# Oman National Transport Company



## momo86 (Jul 12, 2012)

anyone have the phone number for Oman National Transport Company in Dubai? I heard they do daily coach trips to Oman, and I would like to go to renew my Visa. Their official website is "suspended" and I can't find their number. If anyone has any information on how I can contact them or make a booking with them, please post in this thread. Much appreciated.


----------



## rsinner (Feb 3, 2009)

04-295 9920
2nd result on google. not sure if it works though


----------



## yoplu (Apr 24, 2012)

rsinner said:


> 04-295 9920
> 2nd result on google. not sure if it works though


Ive seen those coaches once on a visa run myself and they look naaaasty lol.
Depends on your budget i suppose. They cant be very expensive I expect and the way all the curtains were drawn on the side windows, not sure if their AC is working, or works well enough.

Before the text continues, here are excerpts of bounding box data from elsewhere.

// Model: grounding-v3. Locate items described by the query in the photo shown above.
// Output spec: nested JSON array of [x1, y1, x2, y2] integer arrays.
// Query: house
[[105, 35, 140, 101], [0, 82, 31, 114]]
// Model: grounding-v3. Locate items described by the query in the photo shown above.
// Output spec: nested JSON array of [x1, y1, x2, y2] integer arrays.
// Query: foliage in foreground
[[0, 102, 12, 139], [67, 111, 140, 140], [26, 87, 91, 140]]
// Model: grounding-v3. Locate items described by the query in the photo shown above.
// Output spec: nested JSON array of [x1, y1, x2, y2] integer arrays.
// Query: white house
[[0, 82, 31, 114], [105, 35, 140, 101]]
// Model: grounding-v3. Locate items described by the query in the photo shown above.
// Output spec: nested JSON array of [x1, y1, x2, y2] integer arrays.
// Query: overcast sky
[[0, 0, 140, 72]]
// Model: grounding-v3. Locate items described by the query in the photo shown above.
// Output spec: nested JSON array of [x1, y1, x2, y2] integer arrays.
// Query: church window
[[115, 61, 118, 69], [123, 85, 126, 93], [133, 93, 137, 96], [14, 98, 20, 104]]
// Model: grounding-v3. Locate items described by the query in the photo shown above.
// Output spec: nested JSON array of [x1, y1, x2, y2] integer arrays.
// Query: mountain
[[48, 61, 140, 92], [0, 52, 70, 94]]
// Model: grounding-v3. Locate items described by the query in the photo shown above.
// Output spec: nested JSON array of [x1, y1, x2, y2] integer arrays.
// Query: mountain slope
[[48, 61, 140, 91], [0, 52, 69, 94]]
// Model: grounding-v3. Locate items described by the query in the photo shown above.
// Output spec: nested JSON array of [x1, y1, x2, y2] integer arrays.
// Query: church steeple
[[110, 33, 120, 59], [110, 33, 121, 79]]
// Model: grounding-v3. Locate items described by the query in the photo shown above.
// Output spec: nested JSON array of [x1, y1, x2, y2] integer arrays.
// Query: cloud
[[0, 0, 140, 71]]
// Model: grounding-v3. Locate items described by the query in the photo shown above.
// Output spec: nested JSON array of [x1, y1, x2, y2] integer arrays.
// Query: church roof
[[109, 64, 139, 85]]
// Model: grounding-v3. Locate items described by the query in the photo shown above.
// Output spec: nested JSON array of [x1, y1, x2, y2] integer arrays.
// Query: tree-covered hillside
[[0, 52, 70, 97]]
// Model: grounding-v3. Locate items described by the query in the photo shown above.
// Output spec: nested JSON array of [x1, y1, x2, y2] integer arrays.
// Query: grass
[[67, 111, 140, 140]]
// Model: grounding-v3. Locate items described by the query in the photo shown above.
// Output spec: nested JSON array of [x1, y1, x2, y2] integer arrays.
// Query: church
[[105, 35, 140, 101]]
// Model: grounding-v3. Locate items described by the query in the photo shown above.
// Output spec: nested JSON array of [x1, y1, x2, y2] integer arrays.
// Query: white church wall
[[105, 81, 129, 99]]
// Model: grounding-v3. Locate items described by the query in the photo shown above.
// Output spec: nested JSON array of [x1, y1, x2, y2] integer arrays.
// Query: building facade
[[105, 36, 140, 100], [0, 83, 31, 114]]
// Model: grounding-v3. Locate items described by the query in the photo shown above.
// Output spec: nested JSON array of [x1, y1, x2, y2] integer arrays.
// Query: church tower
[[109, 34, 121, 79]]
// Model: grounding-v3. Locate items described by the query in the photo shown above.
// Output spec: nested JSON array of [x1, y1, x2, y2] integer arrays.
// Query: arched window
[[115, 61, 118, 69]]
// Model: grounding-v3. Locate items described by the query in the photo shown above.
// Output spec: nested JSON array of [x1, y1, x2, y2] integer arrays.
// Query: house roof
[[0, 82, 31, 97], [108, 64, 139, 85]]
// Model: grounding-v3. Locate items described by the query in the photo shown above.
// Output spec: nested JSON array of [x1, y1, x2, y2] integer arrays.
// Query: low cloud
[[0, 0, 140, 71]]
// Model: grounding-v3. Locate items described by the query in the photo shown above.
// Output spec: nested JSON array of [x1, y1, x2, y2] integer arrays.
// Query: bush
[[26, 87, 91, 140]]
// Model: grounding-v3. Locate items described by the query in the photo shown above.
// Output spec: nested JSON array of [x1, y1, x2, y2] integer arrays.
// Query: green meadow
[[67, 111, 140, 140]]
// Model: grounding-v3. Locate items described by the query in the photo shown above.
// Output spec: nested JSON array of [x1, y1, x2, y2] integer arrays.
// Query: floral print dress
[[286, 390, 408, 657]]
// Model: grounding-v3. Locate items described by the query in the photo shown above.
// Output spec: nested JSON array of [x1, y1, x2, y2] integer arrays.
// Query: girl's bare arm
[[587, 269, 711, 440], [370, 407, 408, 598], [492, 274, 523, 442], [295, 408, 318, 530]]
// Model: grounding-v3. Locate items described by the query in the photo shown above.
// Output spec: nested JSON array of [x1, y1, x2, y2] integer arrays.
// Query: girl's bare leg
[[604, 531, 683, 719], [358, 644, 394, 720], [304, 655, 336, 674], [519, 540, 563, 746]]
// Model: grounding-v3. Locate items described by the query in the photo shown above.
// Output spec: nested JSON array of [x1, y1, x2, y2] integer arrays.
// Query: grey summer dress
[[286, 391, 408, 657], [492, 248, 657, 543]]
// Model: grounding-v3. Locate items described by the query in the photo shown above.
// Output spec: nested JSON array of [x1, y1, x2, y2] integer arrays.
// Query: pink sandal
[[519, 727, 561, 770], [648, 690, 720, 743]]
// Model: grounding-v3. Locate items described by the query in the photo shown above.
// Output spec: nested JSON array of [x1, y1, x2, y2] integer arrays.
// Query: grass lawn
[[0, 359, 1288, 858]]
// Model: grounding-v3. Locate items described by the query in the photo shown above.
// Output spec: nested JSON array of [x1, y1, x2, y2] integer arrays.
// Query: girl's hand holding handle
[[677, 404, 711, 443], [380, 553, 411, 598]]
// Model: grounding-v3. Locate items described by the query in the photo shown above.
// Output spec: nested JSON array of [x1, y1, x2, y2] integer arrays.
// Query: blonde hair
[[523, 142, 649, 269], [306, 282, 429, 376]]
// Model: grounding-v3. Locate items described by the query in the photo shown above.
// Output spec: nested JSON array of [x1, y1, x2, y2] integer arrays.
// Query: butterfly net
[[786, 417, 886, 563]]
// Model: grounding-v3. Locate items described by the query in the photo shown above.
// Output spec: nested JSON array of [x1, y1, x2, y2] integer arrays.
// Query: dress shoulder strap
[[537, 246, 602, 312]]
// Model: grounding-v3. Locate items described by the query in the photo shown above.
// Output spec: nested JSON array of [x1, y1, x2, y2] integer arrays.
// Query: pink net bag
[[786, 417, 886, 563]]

Go Tours Dubai has been used by a lot of us on here. They take expats there 1-2 times per week so you could try them.


----------



## yoplu (Apr 24, 2012)

fahadalzaabi said:


> don't know the exact amount they charge but it is cheap by road, even you can take a flight it would cost you around 200 AED, as one of my friend recently visited there by air.
> best deals in dubai | holidays from dubai | dubai discount


That is very cheap. Presumably thats to Muscat airport? Does it leave from Dubai airport and at a reasonable time in the day?


----------